Now, if any agency needs to know how to keep secrets and spy on others, they should ask my family. We are experts in subterfuge. And I can’t attribute this to the present generation. Oh, no. This started way back in our family history.
Take my mother, Gill’s grandma, for example. She was very close to her sister and yet they had secrets that they would not disclose to each other. Sometimes they went to hysterically funny lengths to hide things. Case in point was my aunt’s heart issues. She confessed that she had been to see a specialist but was vague as to the details or results of tests. She shrugged off Mom’s concern with comments like: “Nothing to worry about. He says I’ll be fine for years.” Mom wasn’t having any of this subterfuge. And so, one day I was invited to join Mom for a short visit to Aunt M’s house.
Lucy and Ethel couldn’t have planned a zanier scheme. Mom cautioned me: “I want you to ask your aunt to go fetch something upstairs and while she’s up there, keep a lookout. I’ll rummage through her cupboards and purse to see if I can find out what meds she’s taking!”
We executed the plan. Mom found a bottle of pills and wrote down the prescription name. As M returned to the kitchen, Mom announced she had to use the washroom. (Another look in the medicine cabinet.) As my aunt entered the room where I was nonchalantly sipping a cup of tea, she asked: “Well, did she find them?”
I spluttered out my tea. “Find what?”
“The meds. I know your mom’s dying to find out what’s wrong with me. It’s nothing.”
When Mom and I got in the car, I told her of M’s comment. “So now you know that she knows that you know she takes meds. Do you suppose you could just TALK to each other and save all this CIA stuff?” She had the decency to blush.

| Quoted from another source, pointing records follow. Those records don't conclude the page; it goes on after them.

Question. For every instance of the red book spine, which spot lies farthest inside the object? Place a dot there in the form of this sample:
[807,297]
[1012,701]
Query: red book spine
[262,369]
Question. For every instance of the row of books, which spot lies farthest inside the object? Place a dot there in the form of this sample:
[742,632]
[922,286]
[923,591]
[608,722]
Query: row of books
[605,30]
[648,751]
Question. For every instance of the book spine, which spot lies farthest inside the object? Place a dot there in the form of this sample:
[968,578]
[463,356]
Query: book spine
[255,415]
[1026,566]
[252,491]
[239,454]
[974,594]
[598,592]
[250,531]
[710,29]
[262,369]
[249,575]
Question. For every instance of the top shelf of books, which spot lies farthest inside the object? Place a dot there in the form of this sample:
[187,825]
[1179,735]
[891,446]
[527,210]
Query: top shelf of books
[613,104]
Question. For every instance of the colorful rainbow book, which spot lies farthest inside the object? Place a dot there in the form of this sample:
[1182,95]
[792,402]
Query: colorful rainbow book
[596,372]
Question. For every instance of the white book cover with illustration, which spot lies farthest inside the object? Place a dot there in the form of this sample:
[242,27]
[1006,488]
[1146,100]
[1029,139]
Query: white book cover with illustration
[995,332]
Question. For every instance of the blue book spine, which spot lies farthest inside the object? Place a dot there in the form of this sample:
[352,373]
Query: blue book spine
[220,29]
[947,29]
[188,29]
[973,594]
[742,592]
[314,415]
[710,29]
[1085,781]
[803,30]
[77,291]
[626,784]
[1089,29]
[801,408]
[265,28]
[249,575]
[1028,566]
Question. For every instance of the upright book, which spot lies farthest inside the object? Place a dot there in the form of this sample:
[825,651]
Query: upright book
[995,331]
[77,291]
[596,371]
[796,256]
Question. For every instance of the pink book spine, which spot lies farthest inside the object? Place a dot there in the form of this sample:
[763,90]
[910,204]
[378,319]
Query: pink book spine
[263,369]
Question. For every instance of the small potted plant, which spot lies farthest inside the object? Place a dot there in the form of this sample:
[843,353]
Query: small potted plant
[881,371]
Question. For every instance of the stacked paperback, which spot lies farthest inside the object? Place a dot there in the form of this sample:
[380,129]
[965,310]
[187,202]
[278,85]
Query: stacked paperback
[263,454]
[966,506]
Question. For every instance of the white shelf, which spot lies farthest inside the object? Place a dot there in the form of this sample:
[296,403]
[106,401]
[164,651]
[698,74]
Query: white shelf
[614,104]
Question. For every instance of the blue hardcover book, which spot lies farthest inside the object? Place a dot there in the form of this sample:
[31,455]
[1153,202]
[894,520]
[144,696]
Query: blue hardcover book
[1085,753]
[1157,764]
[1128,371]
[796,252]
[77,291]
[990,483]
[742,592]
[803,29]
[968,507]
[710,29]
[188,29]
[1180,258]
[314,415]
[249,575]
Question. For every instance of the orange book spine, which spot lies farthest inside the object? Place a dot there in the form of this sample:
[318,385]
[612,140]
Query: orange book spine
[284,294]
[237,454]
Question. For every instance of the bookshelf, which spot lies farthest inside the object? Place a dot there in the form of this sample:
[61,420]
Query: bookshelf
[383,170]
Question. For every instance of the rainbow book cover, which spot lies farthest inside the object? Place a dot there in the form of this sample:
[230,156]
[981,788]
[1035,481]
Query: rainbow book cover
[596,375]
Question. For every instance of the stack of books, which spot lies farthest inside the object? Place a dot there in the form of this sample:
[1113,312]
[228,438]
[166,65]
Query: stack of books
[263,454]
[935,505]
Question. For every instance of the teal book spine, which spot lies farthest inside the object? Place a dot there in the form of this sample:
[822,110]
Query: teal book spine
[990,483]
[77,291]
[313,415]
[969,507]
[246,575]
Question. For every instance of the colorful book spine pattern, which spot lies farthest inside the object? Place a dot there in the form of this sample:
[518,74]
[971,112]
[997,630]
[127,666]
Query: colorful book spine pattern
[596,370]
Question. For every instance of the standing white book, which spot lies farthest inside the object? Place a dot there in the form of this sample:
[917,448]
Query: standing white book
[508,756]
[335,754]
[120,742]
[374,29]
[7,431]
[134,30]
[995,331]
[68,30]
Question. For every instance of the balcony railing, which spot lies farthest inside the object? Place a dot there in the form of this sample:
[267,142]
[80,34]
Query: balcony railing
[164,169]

When my parents’ 50th anniversary was approaching, I asked Mom about the possibility of having a party. She hesitated and then confessed, “We can’t.”
“Why on earth not?”
“Because then M would know the real date of our marriage. We actually got married a year before than but I never told her.”
“You’ve kept that secret from your sister for 50 years?” I was incredulous.
“Yes. And I think she’d be upset if I confessed now.”
“You think? You’re 80 years old and you’ve kept quiet all that time?”
I remind Gill of these two when she starts blathering on about Snowden. Never mind wiretaps…they’re doomed to be exposed at some point. Take two old ladies with iron wills and, to use the vernacular, ‘nobody will discover nothin’. Take that, NSA.